Elderly Abuse

In today’s high–pressure world, tradition is too often replaced by more “modern” means of dealing with the demands of life. For example, while once heavily community–, church– and family–based, today the task of caring for our parents and grandparents routinely falls to organizations such as nursing homes or aged–care centers. There we trust that professionally trained staff will take care of our elders as we would.

For those who contemplate how to arrange care for much–loved and aging parents or grandparents, it is vital to know that psychiatry abusing seniors with cruel mental health programs is not an exception in elder care today.

The reality of nursing home and aged–care center life today is often far from the stylized image of communicative, interactive and interested elderly residents living in an idyllic environment. By contrast, more often than not, the institutionalized elderly of today appear submissive, quiet, somehow vacant, a sort of lifelessness about them, perhaps blankly staring or deeply introspective and withdrawn.

If not by drugs, these conditions can also be brought on by the use of electroconvulsive or shock treatment (ECT) or simply the threat of painful and demeaning restraints.

Rather than this being the failure of nursing hospital and aged care staff generally, this is the legacy of the widespread introduction of psychiatric treatment into the care of the elderly over the last few decades.


For more information, download and read the free CCHR booklet Elderly Abuse — Cruel Mental Health Programs — Report and recommendations on psychiatry abusing seniors.

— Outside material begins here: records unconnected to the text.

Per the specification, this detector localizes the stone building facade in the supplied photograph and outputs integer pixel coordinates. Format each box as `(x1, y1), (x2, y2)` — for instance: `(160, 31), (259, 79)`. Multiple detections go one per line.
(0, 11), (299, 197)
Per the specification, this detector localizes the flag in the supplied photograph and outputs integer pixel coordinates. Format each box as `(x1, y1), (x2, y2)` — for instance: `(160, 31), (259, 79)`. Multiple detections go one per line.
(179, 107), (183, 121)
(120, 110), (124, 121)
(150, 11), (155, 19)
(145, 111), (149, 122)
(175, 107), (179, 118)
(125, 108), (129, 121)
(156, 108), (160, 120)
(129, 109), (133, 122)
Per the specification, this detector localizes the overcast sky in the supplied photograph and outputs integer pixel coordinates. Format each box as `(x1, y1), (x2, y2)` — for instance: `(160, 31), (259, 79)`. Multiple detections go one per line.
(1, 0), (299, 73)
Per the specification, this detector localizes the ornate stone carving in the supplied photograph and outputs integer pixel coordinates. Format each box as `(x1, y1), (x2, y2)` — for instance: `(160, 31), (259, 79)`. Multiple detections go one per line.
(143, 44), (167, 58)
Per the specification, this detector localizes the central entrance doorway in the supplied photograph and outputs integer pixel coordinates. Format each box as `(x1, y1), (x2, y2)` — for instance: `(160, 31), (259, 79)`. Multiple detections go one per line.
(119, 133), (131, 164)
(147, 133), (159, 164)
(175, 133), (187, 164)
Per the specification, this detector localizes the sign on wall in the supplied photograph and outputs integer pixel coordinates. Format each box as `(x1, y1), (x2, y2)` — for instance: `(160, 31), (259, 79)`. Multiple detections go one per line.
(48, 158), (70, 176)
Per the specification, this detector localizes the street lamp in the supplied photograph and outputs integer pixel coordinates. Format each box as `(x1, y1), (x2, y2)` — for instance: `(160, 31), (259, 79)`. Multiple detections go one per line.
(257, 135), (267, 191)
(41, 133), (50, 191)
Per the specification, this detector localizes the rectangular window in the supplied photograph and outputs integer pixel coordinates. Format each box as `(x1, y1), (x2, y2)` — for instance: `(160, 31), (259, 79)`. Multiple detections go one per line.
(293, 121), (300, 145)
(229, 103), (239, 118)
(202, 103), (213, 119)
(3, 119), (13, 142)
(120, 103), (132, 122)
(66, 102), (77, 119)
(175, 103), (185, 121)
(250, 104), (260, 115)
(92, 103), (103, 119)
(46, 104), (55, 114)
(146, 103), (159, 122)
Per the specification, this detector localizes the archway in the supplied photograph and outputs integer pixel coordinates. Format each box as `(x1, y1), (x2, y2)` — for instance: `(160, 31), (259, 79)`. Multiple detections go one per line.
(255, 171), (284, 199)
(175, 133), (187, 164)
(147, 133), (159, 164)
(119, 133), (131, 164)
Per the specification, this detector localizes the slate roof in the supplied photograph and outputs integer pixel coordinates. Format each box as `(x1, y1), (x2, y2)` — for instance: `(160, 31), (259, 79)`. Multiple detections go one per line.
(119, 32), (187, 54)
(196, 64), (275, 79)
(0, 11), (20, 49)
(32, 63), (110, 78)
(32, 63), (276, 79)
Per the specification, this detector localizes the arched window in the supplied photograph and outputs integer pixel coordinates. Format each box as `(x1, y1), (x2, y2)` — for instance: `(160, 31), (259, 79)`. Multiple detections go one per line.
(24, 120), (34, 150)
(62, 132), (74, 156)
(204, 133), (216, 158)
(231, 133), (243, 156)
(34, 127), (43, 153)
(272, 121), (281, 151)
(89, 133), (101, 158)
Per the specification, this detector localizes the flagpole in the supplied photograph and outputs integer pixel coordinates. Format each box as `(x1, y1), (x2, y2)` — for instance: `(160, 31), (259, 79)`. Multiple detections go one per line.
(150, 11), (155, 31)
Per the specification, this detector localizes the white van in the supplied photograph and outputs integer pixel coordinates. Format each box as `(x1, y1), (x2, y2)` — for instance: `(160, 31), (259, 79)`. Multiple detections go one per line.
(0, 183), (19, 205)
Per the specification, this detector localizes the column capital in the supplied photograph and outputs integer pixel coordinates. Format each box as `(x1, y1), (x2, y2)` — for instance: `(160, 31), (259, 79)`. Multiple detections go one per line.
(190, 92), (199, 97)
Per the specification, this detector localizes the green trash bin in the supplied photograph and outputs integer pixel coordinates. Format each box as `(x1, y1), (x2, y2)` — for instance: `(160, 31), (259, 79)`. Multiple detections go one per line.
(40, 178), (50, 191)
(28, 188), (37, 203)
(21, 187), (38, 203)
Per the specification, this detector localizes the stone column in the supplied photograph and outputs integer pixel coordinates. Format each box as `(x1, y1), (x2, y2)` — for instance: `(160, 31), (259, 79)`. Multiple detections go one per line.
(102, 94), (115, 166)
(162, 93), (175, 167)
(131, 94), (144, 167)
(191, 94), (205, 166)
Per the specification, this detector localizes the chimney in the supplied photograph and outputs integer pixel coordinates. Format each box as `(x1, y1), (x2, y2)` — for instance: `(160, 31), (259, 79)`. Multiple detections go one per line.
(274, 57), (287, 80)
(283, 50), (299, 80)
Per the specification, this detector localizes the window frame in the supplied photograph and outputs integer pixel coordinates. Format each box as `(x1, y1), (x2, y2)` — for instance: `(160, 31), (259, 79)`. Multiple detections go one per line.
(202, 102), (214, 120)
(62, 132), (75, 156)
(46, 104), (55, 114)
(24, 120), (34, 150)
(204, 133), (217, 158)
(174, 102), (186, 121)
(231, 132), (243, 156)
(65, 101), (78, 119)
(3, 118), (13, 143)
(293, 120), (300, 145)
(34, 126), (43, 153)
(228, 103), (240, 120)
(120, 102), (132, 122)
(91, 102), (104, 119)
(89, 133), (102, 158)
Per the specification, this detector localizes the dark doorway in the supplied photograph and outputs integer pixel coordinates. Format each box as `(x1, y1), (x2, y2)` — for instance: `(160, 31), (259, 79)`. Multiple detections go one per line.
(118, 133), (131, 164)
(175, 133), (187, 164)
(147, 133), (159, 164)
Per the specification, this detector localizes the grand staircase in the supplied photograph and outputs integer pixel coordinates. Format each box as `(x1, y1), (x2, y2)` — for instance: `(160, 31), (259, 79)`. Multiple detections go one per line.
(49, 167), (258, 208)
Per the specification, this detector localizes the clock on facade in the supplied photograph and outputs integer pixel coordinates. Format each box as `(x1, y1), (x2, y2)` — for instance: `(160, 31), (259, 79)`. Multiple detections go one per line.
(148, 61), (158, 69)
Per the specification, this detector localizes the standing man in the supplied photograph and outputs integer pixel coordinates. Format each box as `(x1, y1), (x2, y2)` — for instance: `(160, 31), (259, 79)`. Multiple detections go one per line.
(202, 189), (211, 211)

In the United States, 65–year–olds receive 360% more shock treatment than 64–vear–olds because at age 65 government insurance coverage for shock typically takes effect.

Such extensive abuse of the elderly is not the result of medical incompetence. In fact, medical literature clearly cautions against prescribing tranquilizers to the elderly because of the numerous dangerous side effects. Studies show ECT shortens the lives of elderly people significantly. Specific figures are not kept as causes of death are usually listed as heart attacks or other conditions.

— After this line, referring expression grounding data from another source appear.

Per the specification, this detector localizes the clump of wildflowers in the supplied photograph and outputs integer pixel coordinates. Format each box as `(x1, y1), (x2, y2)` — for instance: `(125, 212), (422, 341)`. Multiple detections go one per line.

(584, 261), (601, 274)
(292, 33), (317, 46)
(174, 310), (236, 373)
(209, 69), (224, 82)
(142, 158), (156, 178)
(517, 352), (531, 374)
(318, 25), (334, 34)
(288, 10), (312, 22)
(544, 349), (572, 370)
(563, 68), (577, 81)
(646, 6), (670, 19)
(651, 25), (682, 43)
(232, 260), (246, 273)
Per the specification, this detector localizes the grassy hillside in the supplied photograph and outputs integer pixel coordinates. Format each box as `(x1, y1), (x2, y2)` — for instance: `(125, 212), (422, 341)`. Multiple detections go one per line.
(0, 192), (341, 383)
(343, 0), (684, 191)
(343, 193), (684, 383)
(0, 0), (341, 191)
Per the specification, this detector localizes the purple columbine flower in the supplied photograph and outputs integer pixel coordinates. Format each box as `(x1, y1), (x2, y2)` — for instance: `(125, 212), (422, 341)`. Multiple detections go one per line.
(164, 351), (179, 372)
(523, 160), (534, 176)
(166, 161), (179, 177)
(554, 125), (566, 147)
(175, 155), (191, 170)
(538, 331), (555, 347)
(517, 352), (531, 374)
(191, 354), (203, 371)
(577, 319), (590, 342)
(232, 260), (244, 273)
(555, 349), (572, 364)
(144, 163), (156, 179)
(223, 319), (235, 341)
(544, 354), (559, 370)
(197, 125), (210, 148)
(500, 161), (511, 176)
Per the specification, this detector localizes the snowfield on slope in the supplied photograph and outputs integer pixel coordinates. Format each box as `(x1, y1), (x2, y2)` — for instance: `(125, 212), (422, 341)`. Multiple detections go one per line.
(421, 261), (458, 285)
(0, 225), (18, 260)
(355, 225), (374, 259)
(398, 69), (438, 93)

The abuse is the result of psychiatry maneuvering itself into an authoritative position over aged care. From there, psychiatry has broadly perpetrated the tragic but lucrative hoax that aging is a mental disorder requiring extensive and expensive psychiatric services.

The end result is that, rather than being cherished and respected, too often our senior citizens suffer the extreme indignity of having their power of mind heartlessly nullified by psychiatric treatments or their lives simply brought to a tragic and premature end.